I had been wondering about this myself, for some reason I was under the impression that the BFS was no longer being maintained.
It turns out there is an up-to-date package for Ubuntu (I'm running 10.10) as well: http://launchpad.net/~chogydan/+archive/ppa
I thought I'd try it out as the installation was much more straightforward than I'd expected.
'uname -r' now reveals "2.6.35-22ck-generic" and, while this is just my subjective assessment, a few of the quirks I had noticed before on my own system where things would get sluggish when switching between apps / opening closing apps while running things that read/write to the disk, seem to have been ironed out.
I would love to test this in a more empirical manner, as I can now boot into either kernel to do comparisons, but I don't know of any software that would allow me to benchmark performance in a way that is sensitive to the optimizations the BFS allegedly implements.
Sorry dude, it looks like it's a hardware specific problem. I did that on nearly 700G of large files and then fired up the flight sim while it was still going. The only slow down was on file related activity, which is totally what you'd expect. I had it running full screen across two monitors without any drop in frame rate. AND I'm using economy hardware.
Funnyhacks - Wierd, unusual, and fun hacks
I've encountered situations where I'm trying to do something online and a task starts up due to a cron job that builds some kind of index. The index building should be in the background but somehow takes priority over what I'm doing on the desktop. Those kinds of cron jobs should be default scheduled in the background, not take priority over what is happening on the desktop.
That's great that you post your experiences with server scheduling in a topic about desktop scheduling. It's so relevant. No wait, it's not.
The boundary between the desktop space and the server space is rather fluid, and many of the problems visible on servers are also visible on desktops - and vice versa.
For example 'copying a large amount of data' on a server is similar to 'copying a big ISO on the desktop'. If the kernel sucks doing one then it will likely suck when doing the other as well.
So both cases should be handled by the kernel in an excellent fashion - with an optimization/tuning focus on desktop workloads, because they are almost always the more diverse ones, and hence are generally the technically more challenging cases as well.
Thanks,
Ingo
I often note that multiple simultaneous low-priority file copies implemented as:
run faster than multiple simultaneous high-priority copies implemented as:
If the copies are run one at a time, the higher priority rsync runs faster.

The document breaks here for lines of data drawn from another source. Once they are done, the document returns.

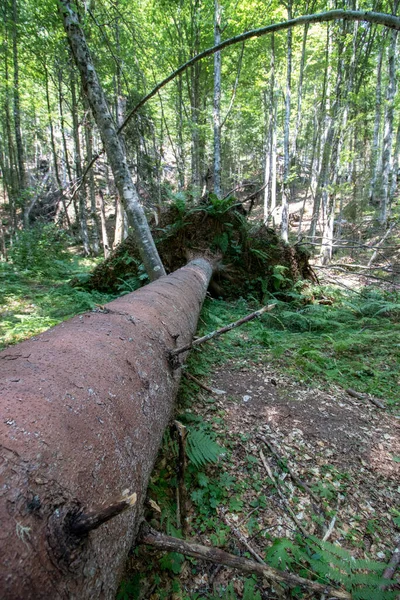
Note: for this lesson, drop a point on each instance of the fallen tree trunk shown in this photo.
(84, 407)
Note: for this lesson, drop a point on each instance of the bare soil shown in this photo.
(345, 446)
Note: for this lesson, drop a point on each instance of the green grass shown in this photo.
(31, 300)
(354, 342)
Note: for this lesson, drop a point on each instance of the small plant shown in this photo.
(331, 565)
(41, 250)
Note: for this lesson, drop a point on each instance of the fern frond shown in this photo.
(201, 448)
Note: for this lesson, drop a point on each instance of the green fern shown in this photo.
(201, 448)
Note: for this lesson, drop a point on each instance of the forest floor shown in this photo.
(281, 428)
(284, 379)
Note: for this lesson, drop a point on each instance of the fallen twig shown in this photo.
(281, 494)
(202, 385)
(295, 478)
(360, 396)
(237, 533)
(393, 564)
(181, 494)
(219, 332)
(331, 527)
(151, 537)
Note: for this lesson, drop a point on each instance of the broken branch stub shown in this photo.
(84, 407)
(206, 338)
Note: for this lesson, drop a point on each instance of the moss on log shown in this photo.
(84, 407)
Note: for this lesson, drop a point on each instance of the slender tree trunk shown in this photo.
(78, 170)
(17, 108)
(120, 104)
(181, 146)
(300, 94)
(325, 140)
(104, 234)
(11, 171)
(62, 127)
(375, 163)
(286, 135)
(270, 168)
(388, 130)
(395, 168)
(217, 101)
(92, 190)
(341, 110)
(115, 152)
(28, 207)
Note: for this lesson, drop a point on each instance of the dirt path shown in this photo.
(344, 449)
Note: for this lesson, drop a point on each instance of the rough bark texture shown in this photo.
(111, 141)
(84, 407)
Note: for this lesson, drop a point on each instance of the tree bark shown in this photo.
(17, 104)
(84, 408)
(286, 135)
(114, 150)
(217, 102)
(387, 163)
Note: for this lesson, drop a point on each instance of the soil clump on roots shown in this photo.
(246, 255)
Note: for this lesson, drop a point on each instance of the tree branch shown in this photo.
(165, 542)
(219, 332)
(352, 15)
(332, 15)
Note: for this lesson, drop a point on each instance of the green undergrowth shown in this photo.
(34, 289)
(321, 335)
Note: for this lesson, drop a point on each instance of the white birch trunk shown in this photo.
(286, 136)
(112, 144)
(388, 130)
(377, 127)
(217, 102)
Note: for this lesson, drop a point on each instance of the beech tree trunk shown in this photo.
(286, 135)
(112, 144)
(217, 102)
(84, 407)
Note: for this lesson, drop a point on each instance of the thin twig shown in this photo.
(153, 538)
(181, 494)
(202, 385)
(219, 332)
(293, 475)
(393, 564)
(331, 527)
(281, 495)
(360, 396)
(237, 533)
(86, 521)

For multiple copies, often the lower priority rsyncs run faster. Also, desktop usability is much improved with the lower priority rsyncs.

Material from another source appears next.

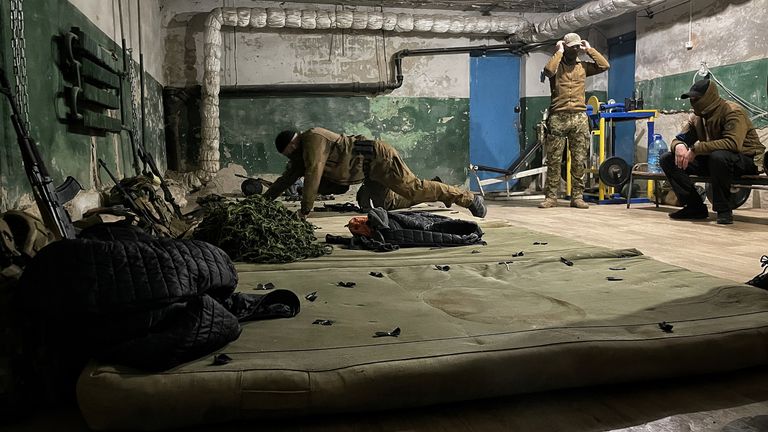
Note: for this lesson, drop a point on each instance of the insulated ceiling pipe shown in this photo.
(318, 20)
(586, 15)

I suspect a priority inversion occurs inside the file systems write back cache. At regular priority levels, data is not written back to disk in a timely manner. The ionice -c 3 gives the disk caches a higher priority than the rsync I/O commands, preventing the I/O commands from filling the cache and creating a priority inversion.

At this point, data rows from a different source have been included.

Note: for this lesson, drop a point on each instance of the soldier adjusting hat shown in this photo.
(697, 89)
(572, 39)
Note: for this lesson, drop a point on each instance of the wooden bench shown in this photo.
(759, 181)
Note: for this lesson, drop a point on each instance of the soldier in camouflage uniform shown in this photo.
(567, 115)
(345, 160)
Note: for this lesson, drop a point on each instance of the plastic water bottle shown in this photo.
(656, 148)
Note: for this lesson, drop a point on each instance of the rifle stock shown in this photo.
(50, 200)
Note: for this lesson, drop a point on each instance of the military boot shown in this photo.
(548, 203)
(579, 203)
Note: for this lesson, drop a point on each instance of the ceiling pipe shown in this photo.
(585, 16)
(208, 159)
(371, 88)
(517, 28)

The Gnome GUI in Ubuntu is particularly vulnerable to this priority inversion, as by default it does multiple copies simultaneously inside a separate window. Ubuntu usually performs better than Windows however. Between the A-V software in Windows, and the tendency to swap applications out of memory to maximize disk cache, Windows usually performs the same copy operations more slowly than Ubuntu and with less system responsiveness.